- AUD/USD remains on the back foot around 29-month low.
- Trend widening formation, oversold RSI could restrict short-term downside.
- 50-SMA could test immediate upside, May 2020 bottom can probe bears.
AUD/USD bears attack the 0.6600 threshold while refreshing the multi-month low during Thursday’s Asian session.
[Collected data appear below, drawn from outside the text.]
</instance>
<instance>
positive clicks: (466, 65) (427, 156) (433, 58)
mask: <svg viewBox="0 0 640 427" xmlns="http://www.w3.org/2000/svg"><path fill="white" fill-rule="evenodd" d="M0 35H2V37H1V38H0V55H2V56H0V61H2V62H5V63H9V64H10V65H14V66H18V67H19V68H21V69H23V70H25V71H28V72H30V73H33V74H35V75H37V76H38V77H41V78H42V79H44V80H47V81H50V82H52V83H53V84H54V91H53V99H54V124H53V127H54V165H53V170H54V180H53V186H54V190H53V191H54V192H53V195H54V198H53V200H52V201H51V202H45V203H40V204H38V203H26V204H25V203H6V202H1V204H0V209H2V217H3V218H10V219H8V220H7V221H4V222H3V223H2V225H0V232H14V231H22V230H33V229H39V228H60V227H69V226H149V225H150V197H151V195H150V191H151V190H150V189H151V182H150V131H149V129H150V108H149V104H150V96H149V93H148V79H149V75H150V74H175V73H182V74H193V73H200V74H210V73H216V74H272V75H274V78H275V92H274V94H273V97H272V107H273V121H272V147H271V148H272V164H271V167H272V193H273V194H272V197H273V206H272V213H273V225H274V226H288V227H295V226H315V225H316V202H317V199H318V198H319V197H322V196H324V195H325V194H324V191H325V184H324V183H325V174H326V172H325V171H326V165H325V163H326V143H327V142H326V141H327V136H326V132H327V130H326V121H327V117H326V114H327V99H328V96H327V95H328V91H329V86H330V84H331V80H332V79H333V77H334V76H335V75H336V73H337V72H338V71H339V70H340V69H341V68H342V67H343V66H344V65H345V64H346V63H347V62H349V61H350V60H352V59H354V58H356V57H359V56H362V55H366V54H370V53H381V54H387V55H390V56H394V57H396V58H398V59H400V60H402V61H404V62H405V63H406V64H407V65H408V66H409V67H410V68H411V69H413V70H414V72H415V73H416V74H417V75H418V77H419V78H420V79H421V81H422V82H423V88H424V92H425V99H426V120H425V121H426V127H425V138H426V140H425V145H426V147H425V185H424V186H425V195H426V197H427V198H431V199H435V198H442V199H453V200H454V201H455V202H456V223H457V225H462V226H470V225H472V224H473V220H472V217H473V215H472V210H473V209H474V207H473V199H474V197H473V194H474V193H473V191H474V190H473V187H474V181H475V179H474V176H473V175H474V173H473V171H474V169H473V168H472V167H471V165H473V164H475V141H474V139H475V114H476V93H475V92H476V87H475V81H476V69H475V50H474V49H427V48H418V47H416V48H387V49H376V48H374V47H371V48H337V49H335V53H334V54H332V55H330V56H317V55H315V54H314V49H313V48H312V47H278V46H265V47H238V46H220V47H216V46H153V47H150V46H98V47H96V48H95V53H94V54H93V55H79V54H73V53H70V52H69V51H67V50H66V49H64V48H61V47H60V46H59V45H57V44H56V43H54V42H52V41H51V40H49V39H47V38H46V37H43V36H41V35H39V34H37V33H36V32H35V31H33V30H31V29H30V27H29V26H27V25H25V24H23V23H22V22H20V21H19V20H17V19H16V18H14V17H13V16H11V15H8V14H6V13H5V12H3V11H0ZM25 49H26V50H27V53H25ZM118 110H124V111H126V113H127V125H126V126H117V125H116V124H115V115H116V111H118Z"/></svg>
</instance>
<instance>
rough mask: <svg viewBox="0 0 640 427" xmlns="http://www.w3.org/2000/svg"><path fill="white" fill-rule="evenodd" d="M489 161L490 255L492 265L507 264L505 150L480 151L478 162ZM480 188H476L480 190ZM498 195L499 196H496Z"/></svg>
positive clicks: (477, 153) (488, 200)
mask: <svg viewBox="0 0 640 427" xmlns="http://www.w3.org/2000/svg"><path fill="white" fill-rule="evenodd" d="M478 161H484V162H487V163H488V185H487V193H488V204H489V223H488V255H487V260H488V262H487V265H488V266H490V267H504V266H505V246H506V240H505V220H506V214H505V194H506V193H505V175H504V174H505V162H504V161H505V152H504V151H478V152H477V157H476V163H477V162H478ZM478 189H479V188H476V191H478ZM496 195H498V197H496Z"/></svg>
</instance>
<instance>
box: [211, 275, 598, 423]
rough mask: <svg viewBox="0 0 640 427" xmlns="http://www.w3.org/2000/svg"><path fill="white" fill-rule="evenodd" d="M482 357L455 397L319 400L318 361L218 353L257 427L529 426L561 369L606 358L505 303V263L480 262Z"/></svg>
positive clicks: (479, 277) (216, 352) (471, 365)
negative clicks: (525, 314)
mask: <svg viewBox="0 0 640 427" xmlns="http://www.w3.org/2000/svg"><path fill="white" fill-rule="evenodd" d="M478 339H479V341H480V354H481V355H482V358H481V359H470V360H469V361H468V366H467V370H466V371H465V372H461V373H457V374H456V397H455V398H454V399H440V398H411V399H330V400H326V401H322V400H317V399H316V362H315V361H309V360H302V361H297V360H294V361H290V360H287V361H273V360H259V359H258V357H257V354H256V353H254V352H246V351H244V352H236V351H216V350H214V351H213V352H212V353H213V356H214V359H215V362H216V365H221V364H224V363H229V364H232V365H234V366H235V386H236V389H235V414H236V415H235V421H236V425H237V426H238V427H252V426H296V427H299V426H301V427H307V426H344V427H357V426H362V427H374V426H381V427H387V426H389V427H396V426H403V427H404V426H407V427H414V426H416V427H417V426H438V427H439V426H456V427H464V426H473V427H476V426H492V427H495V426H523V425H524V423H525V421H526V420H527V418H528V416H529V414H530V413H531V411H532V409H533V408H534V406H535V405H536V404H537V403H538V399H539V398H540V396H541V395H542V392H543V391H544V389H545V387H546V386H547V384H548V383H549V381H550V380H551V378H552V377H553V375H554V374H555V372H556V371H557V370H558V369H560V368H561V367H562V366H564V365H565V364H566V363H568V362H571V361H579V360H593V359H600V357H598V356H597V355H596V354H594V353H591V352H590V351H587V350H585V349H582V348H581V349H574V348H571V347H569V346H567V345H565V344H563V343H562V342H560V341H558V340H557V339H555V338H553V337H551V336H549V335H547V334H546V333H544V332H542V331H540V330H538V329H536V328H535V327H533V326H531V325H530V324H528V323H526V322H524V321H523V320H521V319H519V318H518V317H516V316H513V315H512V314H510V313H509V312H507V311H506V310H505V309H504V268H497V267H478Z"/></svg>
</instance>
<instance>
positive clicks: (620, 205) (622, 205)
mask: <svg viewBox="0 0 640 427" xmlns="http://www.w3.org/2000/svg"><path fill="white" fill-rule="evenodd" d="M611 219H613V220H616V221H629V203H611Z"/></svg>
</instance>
In doing so, the Aussie pair remains inside a falling megaphone trend widening chart pattern amid the risk-off mood.
Given the bearish chart formation and the risk-aversion, as well as the quote’s sustained trading below the 50-SMA, the AUD/USD prices are likely to refresh the 29-month bottom.
In that case, the stated formation’s support line near 0.6550 could challenge the pair bears before directing them to the May 2020 low near 0.6370.
Should the AUD/USD pair remains bearish past 0.6370, the odds of its slump towards the late March 2020 swing high near 0.6215 can’t be ruled out.
Alternatively, recovery moves will initially aim for the 50-SMA hurdle surrounding 0.6735 before highlighting the stated bearish chart formation’s upper line, close to 0.6865 at the latest.
Even so, the monthly high near 0.6915 and the 0.7000 psychological magnet could challenge the Aussie pair’s further upside before giving control to the bulls.